The Boston Diaries

Wednesday, May 05, 2010

Millions of moving parts

In a system of a million parts, if each part malfunctions only one time out of a million, a breakdown is certain.

—Stanislaw Lem

In between paying work, I'm getting syslogintr ready for release—cleaning up the Lua scripts, adding licensing information, making sure everything I have actually works, that type of thing. I have quite a few scripts that isolated some aspects of working scripts—for instance, checking for ssh attempts and blocking the offending IP but weren't fully tested. A few were tested (as I'm using them at home), but not all.

I update the code on my private server, rewrite its script to use the new modules (as I'm calling them) only to watch the server seize up tight. After a few hours of debugging, I fixed the issue.

Only it wasn't with my code.

But first, the scenario I'm working with. Every hour, syslogintr will check to see if the webserver and nameserver are still running (why here? Because I can, that's why) and log some stats gathered from those processes. The checks are fairly easy—for the webserver I query mod_status and log the results; for the nameserver, I pull the PID from /var/run/named.pid and from that, check to see if the process exists. If they're both running, everything is fine. It was when both were not running that syslogintr froze.

Now, when the appropriate check determines that the process isn't running it not only logs the situation, but sends me an email to alert me of the situation. If only one of the two processes were down, syslogintr would work fine. It was only when both were down that it froze up solid.

I thought it was another type of syslog deadlock—Postfix spews forth multiple log entries for each email going through the system and it could be that too much data is logged before syslogintr can read it, and thus, Postfix blocks, causing syslotintr to block, and thus, deadlock.

Sure, I could maybe increase the socket buffer size, but that only pushes the problem out a bit, it doesn't fix the issue once and for all. But any real fix would probably have to deal with threads, one to just read data continuously from the sockets and queue them up, and another one to pull the queued results and process them, and that would require a major restructure of the whole program (and I can't stand the pthreads API). Faced with that, I decide to see what Stevens has to say about socket buffers:

With UDP, however, when a datagram arrives that will not fit in the socket receive buffer, that datagram is discarded. Recall that UDP has no flow control: It is easy for a fast sender to overwhelm a slower receiver, causing datagrams to be discarded by the receiver's UDP …

Hmm … okay, according to this, I shouldn't get deadlocks because nothing should block. And when I checked the socket receive buffer size, it was way larger than I expected it to be (around 99K if you can believe it) so even if a process could be blocked sending a UDP packet, Postfix (and certainly syslogintr wasn't sending that much data.

And on my side, there wasn't much code to check (around 2300 lines of code for everything).

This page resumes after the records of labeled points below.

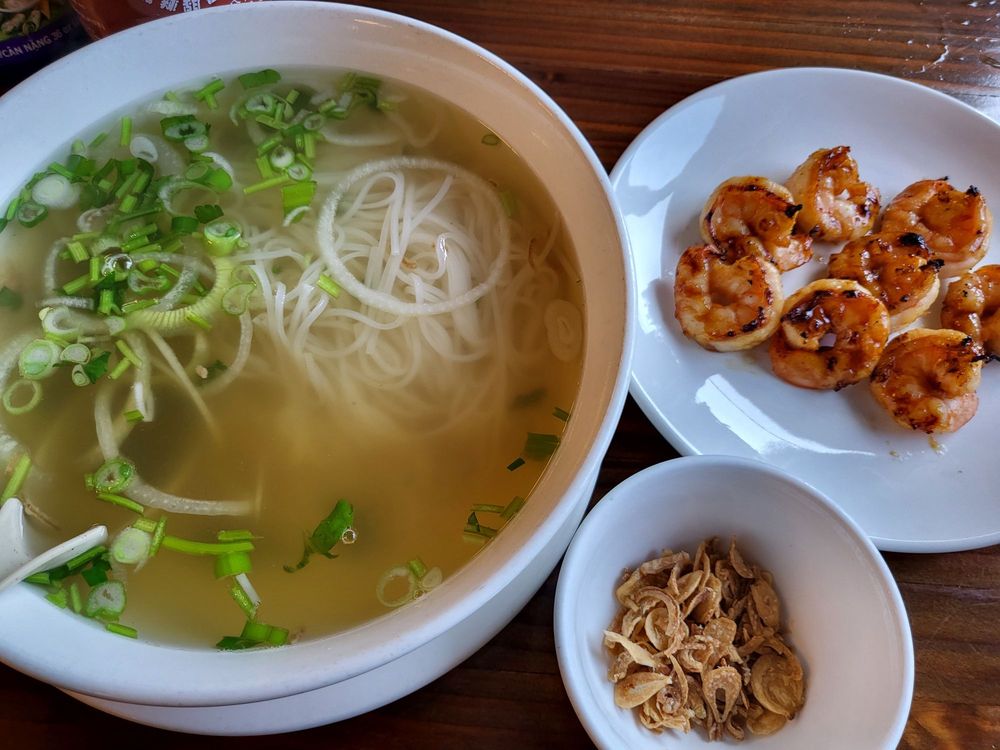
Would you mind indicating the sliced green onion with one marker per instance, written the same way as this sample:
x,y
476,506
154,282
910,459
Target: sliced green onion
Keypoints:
x,y
475,537
38,359
106,601
232,564
120,369
131,546
513,507
328,285
417,567
54,191
431,579
270,122
123,630
17,477
77,285
517,463
400,572
183,224
182,127
85,557
22,396
266,184
208,212
264,167
236,535
300,173
97,573
125,132
122,502
79,376
222,237
114,475
314,122
309,145
30,213
199,321
264,77
96,367
243,600
255,631
237,299
10,299
205,548
76,354
540,446
207,92
58,597
159,533
281,157
75,599
127,352
77,251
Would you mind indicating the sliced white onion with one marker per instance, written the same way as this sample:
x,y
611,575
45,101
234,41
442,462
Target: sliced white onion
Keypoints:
x,y
564,328
55,191
143,147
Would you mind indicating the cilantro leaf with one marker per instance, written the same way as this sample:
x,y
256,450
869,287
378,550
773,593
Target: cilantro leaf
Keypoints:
x,y
207,212
326,535
97,366
9,298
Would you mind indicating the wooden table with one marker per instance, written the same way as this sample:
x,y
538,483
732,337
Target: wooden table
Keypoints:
x,y
614,66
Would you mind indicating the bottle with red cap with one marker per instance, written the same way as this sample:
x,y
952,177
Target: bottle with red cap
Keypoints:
x,y
103,17
33,33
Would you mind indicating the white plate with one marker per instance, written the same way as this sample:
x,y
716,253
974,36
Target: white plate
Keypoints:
x,y
909,493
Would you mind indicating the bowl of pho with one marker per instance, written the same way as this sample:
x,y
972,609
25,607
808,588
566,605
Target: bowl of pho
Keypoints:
x,y
324,314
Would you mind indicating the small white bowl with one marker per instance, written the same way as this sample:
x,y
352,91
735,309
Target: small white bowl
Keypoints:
x,y
841,609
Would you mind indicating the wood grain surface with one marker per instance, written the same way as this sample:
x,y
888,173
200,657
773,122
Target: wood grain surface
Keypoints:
x,y
614,66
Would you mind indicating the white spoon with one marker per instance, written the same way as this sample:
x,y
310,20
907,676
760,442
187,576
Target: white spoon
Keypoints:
x,y
17,562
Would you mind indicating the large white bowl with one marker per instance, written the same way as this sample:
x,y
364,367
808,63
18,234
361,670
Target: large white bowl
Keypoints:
x,y
140,679
840,604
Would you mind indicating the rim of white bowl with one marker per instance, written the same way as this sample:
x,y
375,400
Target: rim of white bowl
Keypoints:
x,y
568,651
87,660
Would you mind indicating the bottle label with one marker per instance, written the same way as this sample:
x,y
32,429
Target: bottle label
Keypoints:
x,y
34,29
157,8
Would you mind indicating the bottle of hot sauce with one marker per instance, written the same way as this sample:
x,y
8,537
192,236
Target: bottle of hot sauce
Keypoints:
x,y
103,17
33,33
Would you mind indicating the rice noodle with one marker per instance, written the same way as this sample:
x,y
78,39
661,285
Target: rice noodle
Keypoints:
x,y
145,493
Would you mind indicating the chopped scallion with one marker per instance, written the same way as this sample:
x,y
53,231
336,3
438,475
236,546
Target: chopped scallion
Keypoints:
x,y
540,446
17,477
122,502
22,396
119,629
517,463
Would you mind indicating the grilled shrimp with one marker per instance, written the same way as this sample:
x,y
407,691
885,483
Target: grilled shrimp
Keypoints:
x,y
956,225
927,379
972,306
896,268
831,335
836,204
726,303
746,215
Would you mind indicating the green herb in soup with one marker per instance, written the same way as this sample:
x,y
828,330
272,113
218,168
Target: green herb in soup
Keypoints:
x,y
250,297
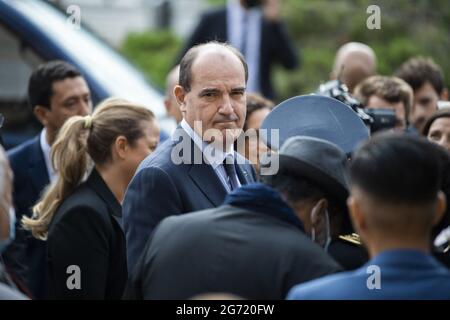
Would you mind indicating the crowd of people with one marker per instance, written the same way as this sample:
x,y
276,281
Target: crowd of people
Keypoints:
x,y
96,207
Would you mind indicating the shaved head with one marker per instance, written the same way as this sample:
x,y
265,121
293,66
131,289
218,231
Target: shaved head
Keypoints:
x,y
354,62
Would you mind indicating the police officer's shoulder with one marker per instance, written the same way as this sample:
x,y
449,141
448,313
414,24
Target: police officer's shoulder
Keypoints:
x,y
353,238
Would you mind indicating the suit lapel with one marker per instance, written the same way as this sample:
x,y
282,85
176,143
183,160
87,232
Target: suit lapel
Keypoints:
x,y
208,182
243,170
37,169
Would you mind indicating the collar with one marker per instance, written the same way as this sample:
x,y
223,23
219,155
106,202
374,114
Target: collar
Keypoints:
x,y
96,182
263,199
46,150
213,156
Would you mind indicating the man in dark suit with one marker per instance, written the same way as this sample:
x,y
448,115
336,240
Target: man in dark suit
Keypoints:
x,y
256,245
255,28
189,171
395,202
56,91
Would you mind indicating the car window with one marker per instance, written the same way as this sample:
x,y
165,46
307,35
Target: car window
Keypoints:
x,y
16,64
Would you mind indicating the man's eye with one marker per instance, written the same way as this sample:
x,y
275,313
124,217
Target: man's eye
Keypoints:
x,y
435,136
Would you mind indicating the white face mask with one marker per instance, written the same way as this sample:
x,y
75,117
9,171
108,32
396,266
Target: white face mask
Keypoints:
x,y
12,230
327,231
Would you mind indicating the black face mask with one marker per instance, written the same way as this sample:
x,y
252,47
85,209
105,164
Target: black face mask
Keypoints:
x,y
253,3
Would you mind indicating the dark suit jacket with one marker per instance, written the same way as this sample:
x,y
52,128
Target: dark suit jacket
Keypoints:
x,y
226,249
162,188
276,47
86,232
25,257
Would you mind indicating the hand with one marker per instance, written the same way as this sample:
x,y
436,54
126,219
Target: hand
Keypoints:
x,y
271,9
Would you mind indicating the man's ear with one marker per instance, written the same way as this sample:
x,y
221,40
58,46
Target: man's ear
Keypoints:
x,y
180,95
41,114
121,147
441,206
356,215
318,213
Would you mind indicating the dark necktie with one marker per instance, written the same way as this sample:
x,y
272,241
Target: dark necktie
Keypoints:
x,y
230,170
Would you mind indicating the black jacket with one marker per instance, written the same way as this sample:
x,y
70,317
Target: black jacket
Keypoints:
x,y
25,258
86,233
276,47
228,249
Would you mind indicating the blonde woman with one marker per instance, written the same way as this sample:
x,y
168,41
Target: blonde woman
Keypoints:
x,y
81,220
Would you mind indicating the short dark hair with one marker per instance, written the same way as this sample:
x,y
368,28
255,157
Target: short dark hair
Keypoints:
x,y
293,186
190,56
442,113
297,188
41,81
417,71
398,169
391,89
256,102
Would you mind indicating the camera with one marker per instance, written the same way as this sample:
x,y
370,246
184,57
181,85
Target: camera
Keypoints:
x,y
375,119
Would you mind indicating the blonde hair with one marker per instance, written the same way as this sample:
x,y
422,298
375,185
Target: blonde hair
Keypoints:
x,y
82,142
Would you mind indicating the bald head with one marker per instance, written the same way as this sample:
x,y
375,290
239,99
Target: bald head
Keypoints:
x,y
354,62
209,49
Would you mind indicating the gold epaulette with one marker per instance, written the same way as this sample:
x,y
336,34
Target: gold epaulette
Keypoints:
x,y
352,238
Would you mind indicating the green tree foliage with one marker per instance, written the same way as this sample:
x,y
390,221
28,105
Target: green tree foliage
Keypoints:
x,y
318,28
154,52
408,28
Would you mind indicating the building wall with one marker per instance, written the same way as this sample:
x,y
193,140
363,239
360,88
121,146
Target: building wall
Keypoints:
x,y
114,19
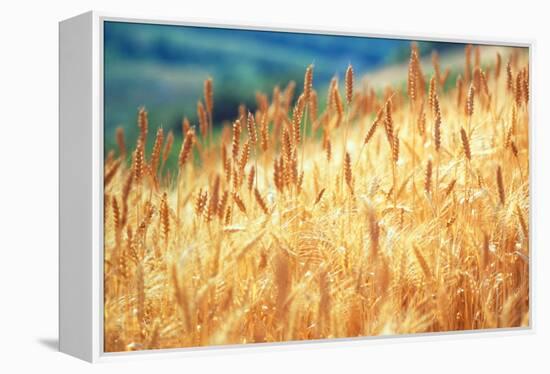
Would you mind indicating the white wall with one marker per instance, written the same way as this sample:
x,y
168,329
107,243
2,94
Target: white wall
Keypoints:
x,y
28,183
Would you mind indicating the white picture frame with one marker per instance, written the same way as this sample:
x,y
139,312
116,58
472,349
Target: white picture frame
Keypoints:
x,y
81,190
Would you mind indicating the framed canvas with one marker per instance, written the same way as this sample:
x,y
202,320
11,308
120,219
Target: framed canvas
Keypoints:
x,y
230,186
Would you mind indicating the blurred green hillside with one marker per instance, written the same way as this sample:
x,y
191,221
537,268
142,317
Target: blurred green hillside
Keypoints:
x,y
163,68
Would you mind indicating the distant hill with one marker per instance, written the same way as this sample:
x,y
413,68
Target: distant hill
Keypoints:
x,y
162,67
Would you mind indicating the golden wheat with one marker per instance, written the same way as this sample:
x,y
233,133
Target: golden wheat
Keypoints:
x,y
292,255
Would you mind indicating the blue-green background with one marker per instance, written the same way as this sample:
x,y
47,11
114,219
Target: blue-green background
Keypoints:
x,y
163,67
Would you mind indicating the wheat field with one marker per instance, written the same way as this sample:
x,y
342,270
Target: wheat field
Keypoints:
x,y
374,212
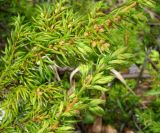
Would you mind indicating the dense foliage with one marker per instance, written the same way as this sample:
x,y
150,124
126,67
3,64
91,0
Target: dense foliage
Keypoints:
x,y
60,64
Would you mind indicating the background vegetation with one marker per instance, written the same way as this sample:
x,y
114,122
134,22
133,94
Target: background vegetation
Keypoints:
x,y
88,66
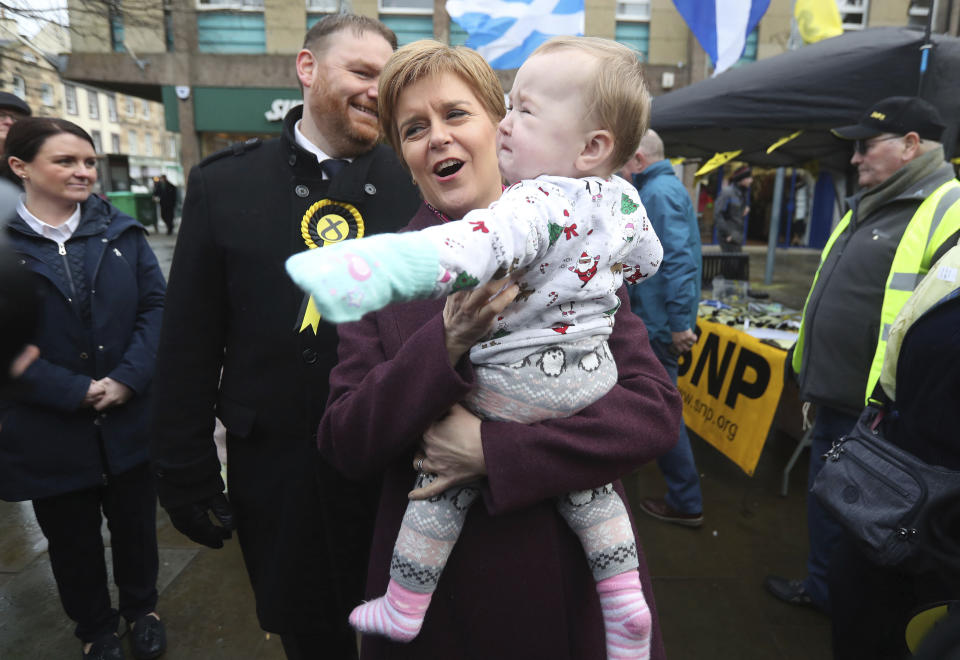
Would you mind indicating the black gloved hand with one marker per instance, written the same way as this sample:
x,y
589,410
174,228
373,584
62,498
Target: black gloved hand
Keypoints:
x,y
193,520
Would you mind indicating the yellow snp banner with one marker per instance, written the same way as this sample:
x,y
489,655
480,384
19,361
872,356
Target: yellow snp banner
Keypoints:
x,y
731,384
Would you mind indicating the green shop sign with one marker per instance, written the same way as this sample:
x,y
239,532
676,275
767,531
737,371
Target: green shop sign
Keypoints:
x,y
234,109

And when a process list showed that sendmail was hanging, I decided to start looking there.

Now, I use Postfix, but Postfix comes with a “sendmail” executable that's compatible (command line wise) with the venerable sendmail. Imagine my surprise then:

[spc]brevard:~>ls -l /usr/sbin/sendmail
lrwxrwxrwx  1 root root 21 Feb  2  2007 /usr/sbin/sendmail -> /etc/alternatives/mta
[spc]brevard:~>ls -l /etc/alternatives/mta
lrwxrwxrwx  1 root root 26 May  5 16:30 /etc/alternatives/mta -> /usr/sbin/sendmail.sendmail

Um … what the … ?

[spc]brevard:~>ls -l /usr/sbin/sendmail*
lrwxrwxrwx  1 root root      21 Feb  2  2007 /usr/sbin/sendmail -> /etc/alternatives/mta
-rwxr-xr-x  1 root root  157424 Aug 12  2006 /usr/sbin/sendmail.postfix
-rwxr-sr-x  1 root smmsp 733912 Jun 14  2006 /usr/sbin/sendmail.sendmail

Oh.

I was using sendmail's sendmail instead of Postfix's sendmail all this time.

Yikes!

When I used Postfix's sendmail everything worked perfectly.

Sigh.

mod_lua patched

And speaking of bugs, the bug I submitted to Apache was fixed!

Woot!

Monday, May 10, 2010

An update on the updated Greylist Daemon

Internet access at Chez Boca was non-existant today (scuttlebut: a fibre cut, which is currently the third one in about two months time) and without the Intarweb pipes, I can't work (good news! I get a day off! Bad news! I can't surf the web!), so I figured I would take the time to get a few personal projects out the door.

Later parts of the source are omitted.